1. A biomarker for assessing atherosclerotic potential of an anti-diabetic therapy in a subject, said biomarker comprising a measurement of expression of each of a plurality of genes selected from those listed in Table 2.

2. The biomarker of claim 1, wherein the plurality of genes comprises at least three, at least five or at least eight genes selected from Table 2.

3. The biomarker of claim 1, wherein the plurality of genes includes at least one of malic enzyme 1 (accession No. M30596), perilipin (Accession No. AI406700), pyruvate carboxylase (Accession No. BG376902), acetyl-Coenzyme A acyltransferase 2 (mitochondrial 3-oxoacyl-Coenzyme Athiolase) Accession No. BI282488), 3-hydroxy-3-methylglutaryl-Coenzyme A reductase (accession No. BM390399), and apolipoprotein E (Accession No. J02582).

4. A method for testing whether a compound will induce atherosclerosis in a test subject, the method comprising:

administering a dose of the compound to at least one test subject;

after a selected time period, obtaining a biological sample from the at least one test subject;

measuring the expression levels in the biological sample of at least a plurality of genes selected from those listed in Table 4;

determining whether the sample is in the positive class for induction of atherosclerosis using a classifier comprising at least the plurality of genes for which the expression levels are measured.

5. The method of claim 4, wherein the biological sample comprises liver tissue.

6. The method of claim 4, wherein the dose administered does not cause histological or clinical evidence of atherosclerosis at about 7 days, about 14 days, or about 21 days.

7. The method of claim 4, wherein the expression levels are measured as log10 ratios of compound-treated biological sample to a compound-untreated biological sample.

8. The method of claim 4, wherein the classifier is a linear classifier.

9. The method of claim 4, wherein the classifier is a non-linear classifier.

10. The method of claim 4, wherein the selected period of time is about 7 days or fewer.

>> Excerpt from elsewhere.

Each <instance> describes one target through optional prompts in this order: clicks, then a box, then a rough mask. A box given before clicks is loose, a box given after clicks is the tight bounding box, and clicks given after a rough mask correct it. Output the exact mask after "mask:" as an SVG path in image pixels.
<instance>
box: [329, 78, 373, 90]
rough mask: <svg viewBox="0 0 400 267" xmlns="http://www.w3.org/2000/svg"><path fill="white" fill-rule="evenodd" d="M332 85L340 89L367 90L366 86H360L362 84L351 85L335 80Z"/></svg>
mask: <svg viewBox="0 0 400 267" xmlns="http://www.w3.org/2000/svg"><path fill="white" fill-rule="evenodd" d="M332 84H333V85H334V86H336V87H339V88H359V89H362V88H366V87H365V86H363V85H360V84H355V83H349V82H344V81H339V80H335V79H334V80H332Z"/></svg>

11. A reagent set comprising a plurality of polynucleotides or polypeptides representing a plurality of genes selected from those listed in Table 4.

12. The reagent set of claim 11, comprising a plurality of genes includes at least 4 genes selected from those listed in Table 4, the 4 genes having at least 2% of the total impact of all of the genes in Table 4.

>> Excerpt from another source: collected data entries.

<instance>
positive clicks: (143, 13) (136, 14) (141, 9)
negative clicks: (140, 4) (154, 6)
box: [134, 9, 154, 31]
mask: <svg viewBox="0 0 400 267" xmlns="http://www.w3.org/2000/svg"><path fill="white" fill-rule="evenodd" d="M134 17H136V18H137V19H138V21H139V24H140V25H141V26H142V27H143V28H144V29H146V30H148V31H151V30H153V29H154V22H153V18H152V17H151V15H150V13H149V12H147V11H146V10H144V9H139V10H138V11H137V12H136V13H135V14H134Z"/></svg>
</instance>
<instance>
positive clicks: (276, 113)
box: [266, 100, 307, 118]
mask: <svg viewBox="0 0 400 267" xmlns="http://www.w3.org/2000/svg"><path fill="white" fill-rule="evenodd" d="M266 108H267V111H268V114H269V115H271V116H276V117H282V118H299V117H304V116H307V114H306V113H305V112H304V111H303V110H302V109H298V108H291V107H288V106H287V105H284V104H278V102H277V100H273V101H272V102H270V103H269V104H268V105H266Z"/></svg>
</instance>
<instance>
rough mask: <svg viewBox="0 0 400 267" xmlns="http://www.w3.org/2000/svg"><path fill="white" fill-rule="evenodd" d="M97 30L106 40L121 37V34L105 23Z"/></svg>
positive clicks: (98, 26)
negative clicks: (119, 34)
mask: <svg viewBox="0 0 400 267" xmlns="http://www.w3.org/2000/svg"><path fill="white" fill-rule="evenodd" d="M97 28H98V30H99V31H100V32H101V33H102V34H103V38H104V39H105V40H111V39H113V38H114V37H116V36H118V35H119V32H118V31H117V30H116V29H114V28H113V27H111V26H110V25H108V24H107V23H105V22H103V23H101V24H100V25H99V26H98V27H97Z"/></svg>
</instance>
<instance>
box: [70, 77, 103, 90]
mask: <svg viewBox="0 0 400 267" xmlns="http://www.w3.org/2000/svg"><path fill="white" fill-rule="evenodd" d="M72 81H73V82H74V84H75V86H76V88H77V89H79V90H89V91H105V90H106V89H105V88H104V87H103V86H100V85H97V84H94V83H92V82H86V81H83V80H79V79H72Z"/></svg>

13. The reagent set of claim 11, comprising a plurality of genes includes at least 8 genes selected from those listed in Table 4, the 8 genes having at least 4% of the total impact of all of the genes in Table 4.

14. The reagent set of claim 11, wherein the reagent set is based on subsets of genes randomly selected from Table 4, wherein the subset includes at least 4 genes having at least 1, 2, 4, 8, 16, 32, or 64% of the total impact.

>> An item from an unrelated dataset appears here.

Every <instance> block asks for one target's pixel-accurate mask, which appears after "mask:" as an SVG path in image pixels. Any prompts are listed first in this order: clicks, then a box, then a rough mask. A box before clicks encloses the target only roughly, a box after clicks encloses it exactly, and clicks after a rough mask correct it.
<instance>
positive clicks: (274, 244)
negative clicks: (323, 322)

15. The reagent set of claim 11, wherein the plurality of genes consists of fewer than 1000 polynucleotides or polypeptides.

16. The reagent set of claim 15, wherein the plurality of genes consists of fewer than 200 polynucleotides or polypeptides.

17. The reagent set of claim 15, wherein the plurality of genes consists of fewer than 8 polynucleotides or polypeptides.

18. The reagent set of claim 11, wherein the reagent set consists essentially of polynucleotides or polypeptides selected from Table 4.

19. An apparatus for predicting whether a compound will induce atherosclerosis in a test subject comprising a reagent set of claim 11.